Hamermesh writes that people who are ugly face discrimination and therefore deserve legal protection from discrimination. And there is much to be appalled with in what he writes. For instance, there is the generalized “there oughta be a law” syndrome writ large. I mean, yes, people make idiotic assumptions about people based on looks. Studies show, for instance, that people rated as ugly were more likely to be misdiagnosed as retarded when they are merely learning disabled—and disquietingly, the same is more likely to happen to black children. And how many times have people assumed that a pretty woman must be stupid or a lightweight. Of course in at least one case I suspect that this is her secret weapon:
I’m not saying that there isn’t a problem, just that there is no good legal solution. I mean what he proposes is that first a court must determine that a person is ugly and then decide if they were discriminated against based on that ugliness. His proposal runs into the familiar problems of determining who counts as ugly, creating endless litigation on the threshold issue of whether a person, as a matter of law, is an ugly person. But even if he did something more sane, like proposing a law that banned all discrimination based on physical attractiveness or the lack thereof—and not just ugliness—the fact is it would effectively make every single employment decision the subject of a very likely lawsuit.
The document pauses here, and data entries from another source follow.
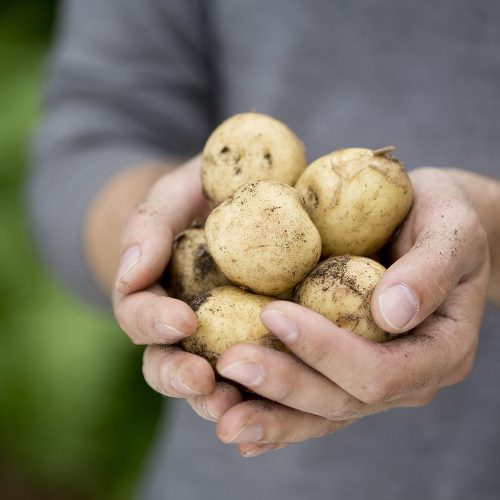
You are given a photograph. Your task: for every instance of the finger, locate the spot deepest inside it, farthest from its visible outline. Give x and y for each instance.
(173, 202)
(254, 450)
(449, 244)
(215, 404)
(173, 372)
(149, 317)
(437, 353)
(262, 421)
(282, 378)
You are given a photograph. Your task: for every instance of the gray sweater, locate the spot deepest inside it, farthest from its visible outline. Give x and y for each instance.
(134, 80)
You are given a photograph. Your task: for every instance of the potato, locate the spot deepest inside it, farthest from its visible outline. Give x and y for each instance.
(192, 270)
(357, 198)
(262, 238)
(249, 147)
(228, 316)
(340, 288)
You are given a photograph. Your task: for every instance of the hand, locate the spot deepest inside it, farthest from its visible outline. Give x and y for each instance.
(143, 309)
(436, 288)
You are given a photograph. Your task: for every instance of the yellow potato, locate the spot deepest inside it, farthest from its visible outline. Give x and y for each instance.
(357, 198)
(340, 288)
(249, 147)
(192, 270)
(262, 238)
(228, 316)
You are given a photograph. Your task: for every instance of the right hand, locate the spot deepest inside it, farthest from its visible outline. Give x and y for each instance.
(145, 312)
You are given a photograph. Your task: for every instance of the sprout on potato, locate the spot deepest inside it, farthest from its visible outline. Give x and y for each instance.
(340, 288)
(249, 147)
(262, 238)
(356, 197)
(228, 316)
(192, 269)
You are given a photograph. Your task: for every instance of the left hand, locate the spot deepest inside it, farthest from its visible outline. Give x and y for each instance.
(436, 288)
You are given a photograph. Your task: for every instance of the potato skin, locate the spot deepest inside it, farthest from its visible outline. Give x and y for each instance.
(249, 147)
(262, 238)
(228, 316)
(357, 198)
(340, 288)
(192, 269)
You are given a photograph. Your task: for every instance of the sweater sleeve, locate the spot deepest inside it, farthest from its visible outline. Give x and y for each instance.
(128, 81)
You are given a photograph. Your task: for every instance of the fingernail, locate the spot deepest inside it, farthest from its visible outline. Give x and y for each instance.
(182, 388)
(249, 434)
(169, 331)
(209, 415)
(259, 450)
(244, 372)
(128, 260)
(280, 324)
(398, 306)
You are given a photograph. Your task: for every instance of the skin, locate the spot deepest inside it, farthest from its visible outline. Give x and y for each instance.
(446, 260)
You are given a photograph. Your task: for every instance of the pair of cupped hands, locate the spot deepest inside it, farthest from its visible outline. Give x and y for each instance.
(436, 287)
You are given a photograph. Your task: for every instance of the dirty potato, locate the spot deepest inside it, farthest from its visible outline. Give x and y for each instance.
(192, 270)
(262, 238)
(357, 198)
(228, 316)
(249, 147)
(340, 288)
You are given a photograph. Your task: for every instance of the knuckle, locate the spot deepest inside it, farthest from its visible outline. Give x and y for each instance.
(345, 411)
(377, 392)
(316, 353)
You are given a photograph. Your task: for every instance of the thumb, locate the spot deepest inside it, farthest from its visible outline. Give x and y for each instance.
(419, 282)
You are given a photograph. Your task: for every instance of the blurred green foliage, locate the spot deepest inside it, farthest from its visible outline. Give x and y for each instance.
(75, 416)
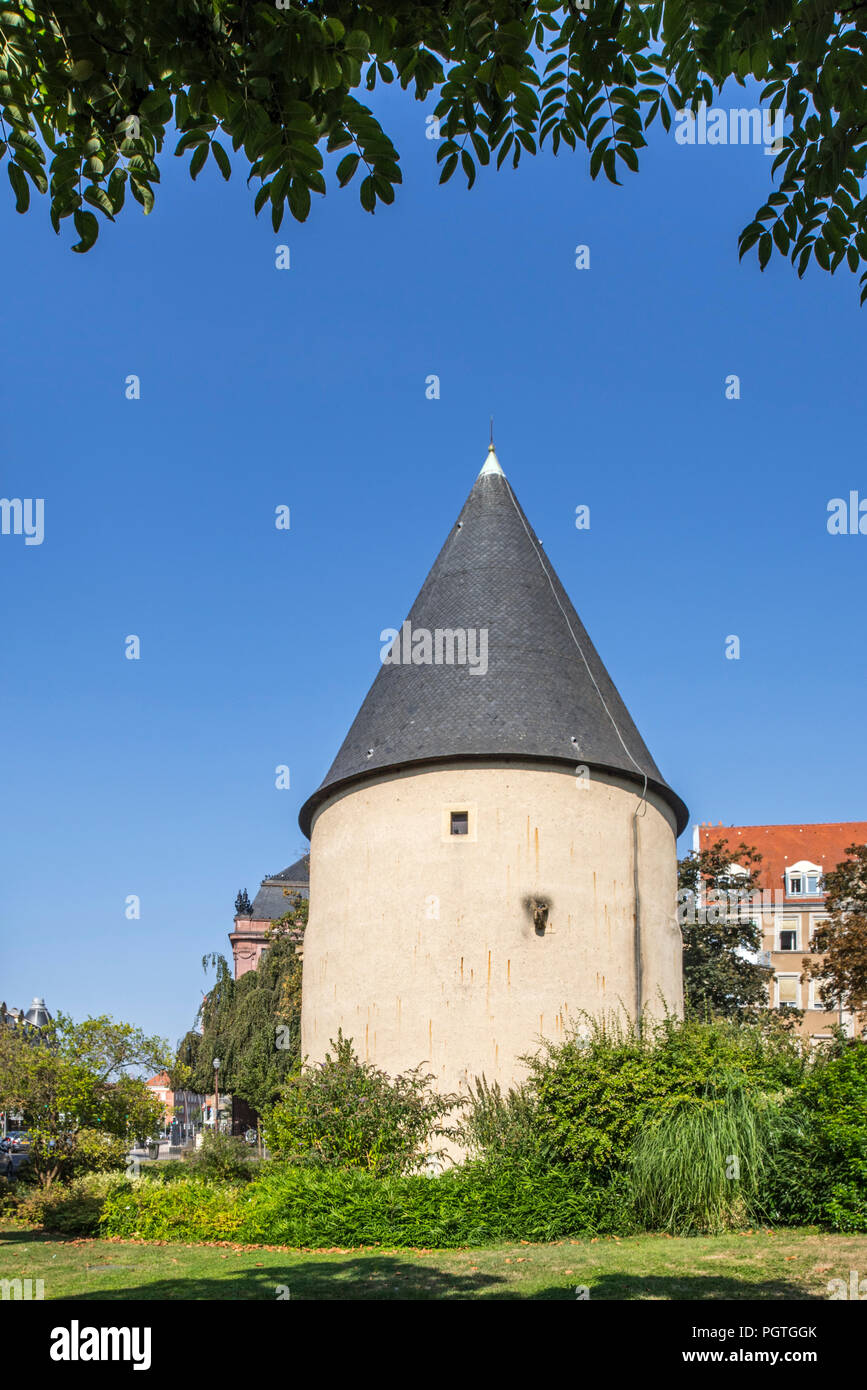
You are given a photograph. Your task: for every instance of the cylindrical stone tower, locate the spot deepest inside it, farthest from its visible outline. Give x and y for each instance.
(493, 848)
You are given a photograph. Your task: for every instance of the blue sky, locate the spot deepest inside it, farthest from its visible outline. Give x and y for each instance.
(307, 388)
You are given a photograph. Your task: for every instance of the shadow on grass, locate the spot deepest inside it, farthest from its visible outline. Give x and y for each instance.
(391, 1278)
(382, 1279)
(373, 1278)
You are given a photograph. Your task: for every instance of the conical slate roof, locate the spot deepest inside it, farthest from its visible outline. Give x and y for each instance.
(545, 692)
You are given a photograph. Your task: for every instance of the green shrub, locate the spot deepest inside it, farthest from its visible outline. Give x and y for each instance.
(346, 1114)
(321, 1207)
(164, 1171)
(223, 1158)
(703, 1168)
(68, 1208)
(596, 1094)
(498, 1126)
(819, 1166)
(182, 1209)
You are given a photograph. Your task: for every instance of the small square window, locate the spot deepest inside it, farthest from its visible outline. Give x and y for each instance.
(788, 990)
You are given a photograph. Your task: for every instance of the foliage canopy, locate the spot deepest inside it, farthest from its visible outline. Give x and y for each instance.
(91, 88)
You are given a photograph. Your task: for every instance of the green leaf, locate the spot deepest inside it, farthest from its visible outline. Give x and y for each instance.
(86, 225)
(99, 198)
(346, 168)
(197, 160)
(142, 192)
(368, 195)
(223, 159)
(20, 186)
(448, 170)
(299, 199)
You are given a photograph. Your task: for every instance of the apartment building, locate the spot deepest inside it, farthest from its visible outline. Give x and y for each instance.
(791, 876)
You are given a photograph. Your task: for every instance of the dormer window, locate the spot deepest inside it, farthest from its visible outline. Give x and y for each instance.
(803, 880)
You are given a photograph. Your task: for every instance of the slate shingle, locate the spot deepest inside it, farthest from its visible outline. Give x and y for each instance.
(538, 692)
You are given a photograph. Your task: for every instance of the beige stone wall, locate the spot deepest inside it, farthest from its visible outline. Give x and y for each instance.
(421, 945)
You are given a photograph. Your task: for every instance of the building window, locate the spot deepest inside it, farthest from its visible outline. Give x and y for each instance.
(803, 879)
(788, 991)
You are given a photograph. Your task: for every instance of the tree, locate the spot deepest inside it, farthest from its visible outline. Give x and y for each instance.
(349, 1114)
(72, 1084)
(720, 931)
(841, 940)
(89, 89)
(253, 1023)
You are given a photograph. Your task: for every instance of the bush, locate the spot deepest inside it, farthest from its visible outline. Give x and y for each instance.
(223, 1158)
(60, 1157)
(321, 1207)
(498, 1126)
(68, 1208)
(348, 1114)
(596, 1094)
(819, 1168)
(166, 1171)
(182, 1209)
(702, 1171)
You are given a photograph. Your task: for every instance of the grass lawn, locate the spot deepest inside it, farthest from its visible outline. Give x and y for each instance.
(788, 1264)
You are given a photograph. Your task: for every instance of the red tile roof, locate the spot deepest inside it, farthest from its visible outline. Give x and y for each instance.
(781, 845)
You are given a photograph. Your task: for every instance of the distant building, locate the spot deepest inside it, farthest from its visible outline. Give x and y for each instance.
(184, 1107)
(791, 876)
(274, 900)
(36, 1015)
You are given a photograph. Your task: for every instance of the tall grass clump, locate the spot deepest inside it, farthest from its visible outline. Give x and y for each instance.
(702, 1168)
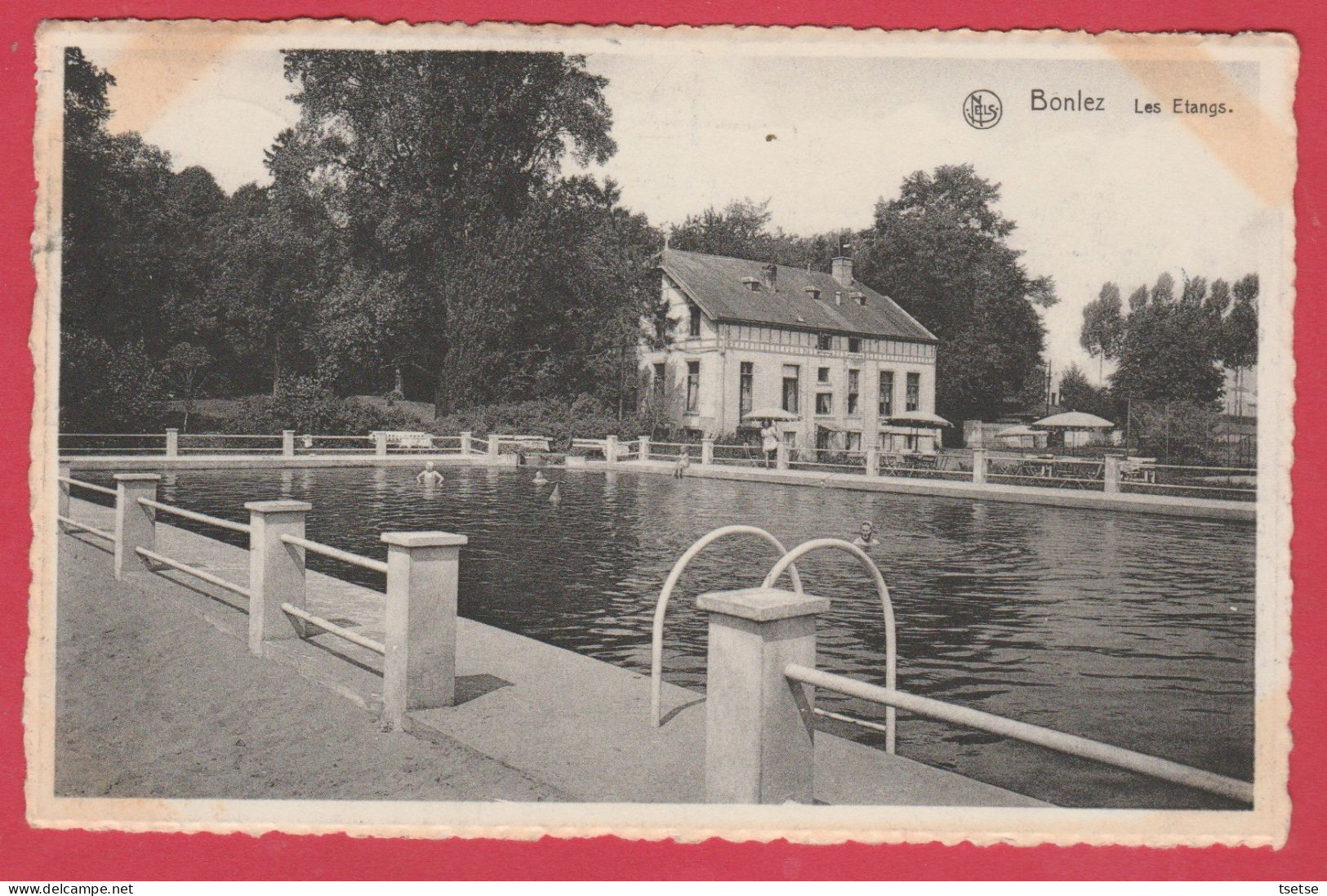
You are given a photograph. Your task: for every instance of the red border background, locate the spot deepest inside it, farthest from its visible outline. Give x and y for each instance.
(28, 854)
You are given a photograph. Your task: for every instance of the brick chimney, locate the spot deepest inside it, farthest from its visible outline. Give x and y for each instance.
(842, 270)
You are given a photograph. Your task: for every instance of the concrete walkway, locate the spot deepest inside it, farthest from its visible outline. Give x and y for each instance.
(154, 702)
(556, 721)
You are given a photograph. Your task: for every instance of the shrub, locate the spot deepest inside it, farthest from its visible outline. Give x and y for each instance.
(559, 418)
(307, 405)
(105, 388)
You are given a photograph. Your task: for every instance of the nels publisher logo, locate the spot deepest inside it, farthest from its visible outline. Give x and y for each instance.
(982, 109)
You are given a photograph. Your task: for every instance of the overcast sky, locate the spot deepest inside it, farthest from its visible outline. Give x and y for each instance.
(1097, 197)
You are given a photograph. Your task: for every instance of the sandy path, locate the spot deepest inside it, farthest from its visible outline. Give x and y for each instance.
(157, 702)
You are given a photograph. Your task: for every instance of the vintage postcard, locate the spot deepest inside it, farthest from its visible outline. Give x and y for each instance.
(754, 433)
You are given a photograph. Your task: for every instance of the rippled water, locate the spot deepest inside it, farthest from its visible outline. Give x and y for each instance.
(1132, 630)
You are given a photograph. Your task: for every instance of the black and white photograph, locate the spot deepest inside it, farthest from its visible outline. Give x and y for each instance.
(675, 433)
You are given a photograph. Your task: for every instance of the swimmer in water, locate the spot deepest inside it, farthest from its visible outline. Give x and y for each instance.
(681, 466)
(429, 475)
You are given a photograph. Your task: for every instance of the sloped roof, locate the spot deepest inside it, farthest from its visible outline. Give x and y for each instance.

Not to mention other offensive nuggets like this:
Ugliness could be protected generally in the United States by small extensions of the Americans With Disabilities Act.
It’s bad enough that people stereotype the disabled as ugly and the ugly as disabled, but this idiot would write that bigotry into the law.
But don’t get fooled by any of this. Look again at the very first line of the editorial, before the first insipid word about the plight of the ugly is written:
Daniel S. Hamermesh, a professor of economics at the University of Texas, Austin, is the author of “[title deleted],” published this month.
Why did I delete the name of the book he is pimping? Because that is what he is really fishing for. He writes an insipid essay arguing for a dumb law, not because he ever expects any such thing to pass, but because it will draw attention to his book.
Mind you, that is just my opinion based on nothing but the essay itself, but that is my sincere belief. He is not really trying to convince us of anything, but trying to create outrage on the theory that there is no such thing as bad publicity.
So don’t fall for it. Ignore him.
[Posted and authored by Aaron Worthing.]